Abzalon est assez réussi dans la veine des huis-clos
galactiques : un vaisseau colonisateur doit fonctionner automatiquement
pour amener une population humaine jusqu'à une planète
trop lointaine. Les siècles du voyage doivent se dérouler
sans que les les humains du bord ne deviennent fous. Les brillants
concepteurs du voyage imaginent de réunir dans le vaisseau
des populations violemment antagonistes par leurs traditions et
cultures (et pour cause ! L'une d'elle est constituée par
les survivants d'un bagne mortel) et de prévoir les moments
et conditions de leurs mises en contact au sein du navire pour constituer
une logique d'affrontement propre à entretenir l'instinct
de survie des futurs colons. Bien sûr, rien ne déroulera
comme prévu, les factions en lutte lors de la construction
du navire ayant chacune imaginé des déroulements différents
et saboté les programmations et les infrastructures du vaisseau.
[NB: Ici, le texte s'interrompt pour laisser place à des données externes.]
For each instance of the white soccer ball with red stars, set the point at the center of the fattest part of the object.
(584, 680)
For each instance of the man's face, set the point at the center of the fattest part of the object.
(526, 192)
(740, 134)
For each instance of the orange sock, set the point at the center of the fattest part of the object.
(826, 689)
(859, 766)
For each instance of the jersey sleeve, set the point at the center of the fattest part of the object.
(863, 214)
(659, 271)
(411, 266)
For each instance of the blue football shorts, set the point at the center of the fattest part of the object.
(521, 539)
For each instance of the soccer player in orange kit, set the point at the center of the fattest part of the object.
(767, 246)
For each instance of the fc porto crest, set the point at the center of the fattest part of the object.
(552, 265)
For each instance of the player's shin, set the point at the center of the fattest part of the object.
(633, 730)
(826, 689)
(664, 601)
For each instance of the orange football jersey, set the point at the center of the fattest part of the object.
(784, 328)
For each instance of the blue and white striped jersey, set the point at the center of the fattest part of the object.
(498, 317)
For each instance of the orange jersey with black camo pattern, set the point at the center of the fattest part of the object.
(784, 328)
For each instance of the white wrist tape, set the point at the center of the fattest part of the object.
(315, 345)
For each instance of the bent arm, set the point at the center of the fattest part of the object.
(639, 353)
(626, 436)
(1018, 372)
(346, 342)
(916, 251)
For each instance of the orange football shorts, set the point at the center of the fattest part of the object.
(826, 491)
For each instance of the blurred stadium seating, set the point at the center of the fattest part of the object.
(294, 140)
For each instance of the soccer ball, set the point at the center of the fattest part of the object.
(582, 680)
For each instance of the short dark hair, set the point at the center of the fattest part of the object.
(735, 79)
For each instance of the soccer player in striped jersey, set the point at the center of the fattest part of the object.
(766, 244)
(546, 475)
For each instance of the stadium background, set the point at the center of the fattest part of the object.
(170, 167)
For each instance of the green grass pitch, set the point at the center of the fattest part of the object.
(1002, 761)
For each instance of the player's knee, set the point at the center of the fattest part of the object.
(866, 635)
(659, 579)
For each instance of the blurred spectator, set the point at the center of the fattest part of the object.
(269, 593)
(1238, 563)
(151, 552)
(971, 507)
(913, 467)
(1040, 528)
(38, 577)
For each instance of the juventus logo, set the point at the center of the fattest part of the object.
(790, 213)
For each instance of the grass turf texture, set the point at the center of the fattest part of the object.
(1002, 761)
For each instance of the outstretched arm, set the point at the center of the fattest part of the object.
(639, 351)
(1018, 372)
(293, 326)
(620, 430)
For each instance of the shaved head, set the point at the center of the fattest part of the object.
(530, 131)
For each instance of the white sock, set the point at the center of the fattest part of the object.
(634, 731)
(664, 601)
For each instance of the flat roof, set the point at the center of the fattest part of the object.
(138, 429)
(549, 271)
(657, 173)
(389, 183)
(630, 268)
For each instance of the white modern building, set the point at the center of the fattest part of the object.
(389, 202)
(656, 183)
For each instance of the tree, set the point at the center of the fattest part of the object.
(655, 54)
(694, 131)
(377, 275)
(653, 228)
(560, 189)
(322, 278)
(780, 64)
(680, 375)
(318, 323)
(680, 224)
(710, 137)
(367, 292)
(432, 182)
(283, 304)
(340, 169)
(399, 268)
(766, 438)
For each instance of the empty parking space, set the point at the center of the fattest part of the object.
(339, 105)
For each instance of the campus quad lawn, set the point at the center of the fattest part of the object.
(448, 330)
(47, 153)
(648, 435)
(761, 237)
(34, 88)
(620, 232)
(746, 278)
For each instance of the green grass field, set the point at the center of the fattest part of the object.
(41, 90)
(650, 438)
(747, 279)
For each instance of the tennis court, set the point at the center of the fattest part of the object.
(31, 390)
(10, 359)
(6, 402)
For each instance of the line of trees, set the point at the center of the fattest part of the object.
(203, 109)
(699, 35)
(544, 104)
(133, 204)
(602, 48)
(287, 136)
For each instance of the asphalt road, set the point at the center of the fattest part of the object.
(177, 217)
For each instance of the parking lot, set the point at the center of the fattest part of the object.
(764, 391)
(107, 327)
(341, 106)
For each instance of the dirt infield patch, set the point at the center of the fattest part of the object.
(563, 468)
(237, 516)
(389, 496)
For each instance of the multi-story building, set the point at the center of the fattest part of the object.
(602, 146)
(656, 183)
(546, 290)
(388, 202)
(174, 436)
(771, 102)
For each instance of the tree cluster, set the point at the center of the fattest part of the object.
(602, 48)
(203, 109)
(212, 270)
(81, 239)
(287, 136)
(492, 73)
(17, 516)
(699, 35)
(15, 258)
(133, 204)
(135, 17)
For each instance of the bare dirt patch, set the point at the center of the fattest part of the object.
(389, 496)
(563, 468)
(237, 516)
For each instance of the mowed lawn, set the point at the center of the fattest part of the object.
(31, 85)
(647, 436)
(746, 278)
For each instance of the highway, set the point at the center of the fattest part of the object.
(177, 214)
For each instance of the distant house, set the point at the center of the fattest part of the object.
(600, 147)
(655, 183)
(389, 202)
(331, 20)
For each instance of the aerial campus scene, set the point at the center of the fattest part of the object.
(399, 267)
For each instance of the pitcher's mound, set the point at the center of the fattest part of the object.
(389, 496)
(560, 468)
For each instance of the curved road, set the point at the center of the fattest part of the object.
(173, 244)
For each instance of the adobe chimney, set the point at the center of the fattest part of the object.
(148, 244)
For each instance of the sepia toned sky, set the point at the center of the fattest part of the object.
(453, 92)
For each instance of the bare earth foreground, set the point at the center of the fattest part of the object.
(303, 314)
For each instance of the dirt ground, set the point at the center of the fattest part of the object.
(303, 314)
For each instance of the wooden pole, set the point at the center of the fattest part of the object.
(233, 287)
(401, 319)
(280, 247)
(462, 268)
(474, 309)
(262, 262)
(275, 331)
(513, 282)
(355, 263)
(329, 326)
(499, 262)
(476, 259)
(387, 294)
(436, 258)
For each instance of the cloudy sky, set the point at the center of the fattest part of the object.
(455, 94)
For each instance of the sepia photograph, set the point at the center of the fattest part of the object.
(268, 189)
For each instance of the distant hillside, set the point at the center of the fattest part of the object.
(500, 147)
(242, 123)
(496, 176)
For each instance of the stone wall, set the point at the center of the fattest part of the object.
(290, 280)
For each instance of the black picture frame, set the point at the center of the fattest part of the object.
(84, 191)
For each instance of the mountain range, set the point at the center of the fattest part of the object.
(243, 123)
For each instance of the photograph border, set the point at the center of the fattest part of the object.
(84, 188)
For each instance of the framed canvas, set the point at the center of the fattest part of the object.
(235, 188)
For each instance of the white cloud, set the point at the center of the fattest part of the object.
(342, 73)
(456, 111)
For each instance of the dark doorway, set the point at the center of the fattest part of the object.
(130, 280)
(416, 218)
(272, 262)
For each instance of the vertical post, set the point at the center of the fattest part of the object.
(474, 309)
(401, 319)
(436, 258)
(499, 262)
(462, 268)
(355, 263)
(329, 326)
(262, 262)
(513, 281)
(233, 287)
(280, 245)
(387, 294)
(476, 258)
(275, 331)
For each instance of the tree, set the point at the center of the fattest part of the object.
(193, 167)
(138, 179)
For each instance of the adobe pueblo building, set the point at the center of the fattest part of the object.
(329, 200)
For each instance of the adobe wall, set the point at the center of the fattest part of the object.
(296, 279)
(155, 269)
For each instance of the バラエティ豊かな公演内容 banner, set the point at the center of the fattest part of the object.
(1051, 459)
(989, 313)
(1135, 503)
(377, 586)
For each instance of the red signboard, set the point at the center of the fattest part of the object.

Tout est là pour faire un bon roman. Mais Pierre Bordage
cède souvent au symbolisme religieux avec lequel il pense
sans doute renforcer l'étoffe de ses romans, et malheuresement
ses symboles sont souvent si éculés (personnages christiques,
rédemption omniprésente, virginité, prophétie...)
qu'ils ne font que parasiter le déroulement du livre. Je
persiste à croire qu'il pourrait s'en passer et devenir un
conteur extraordinaire, l'équivalent français d'un
Silverberg. A la différence de La fable de l'Humpur
qui innovait dans l'exploration mythologique des origines, Abzalon,
comme Wang, pèche par le prêchi-prêcha.
Mais que cela ne vous empêche pas de le lire et d'apprécier
les péripéties du vaisseau fonçant sans pilote
dans les ténèbres de l'espace ouvert...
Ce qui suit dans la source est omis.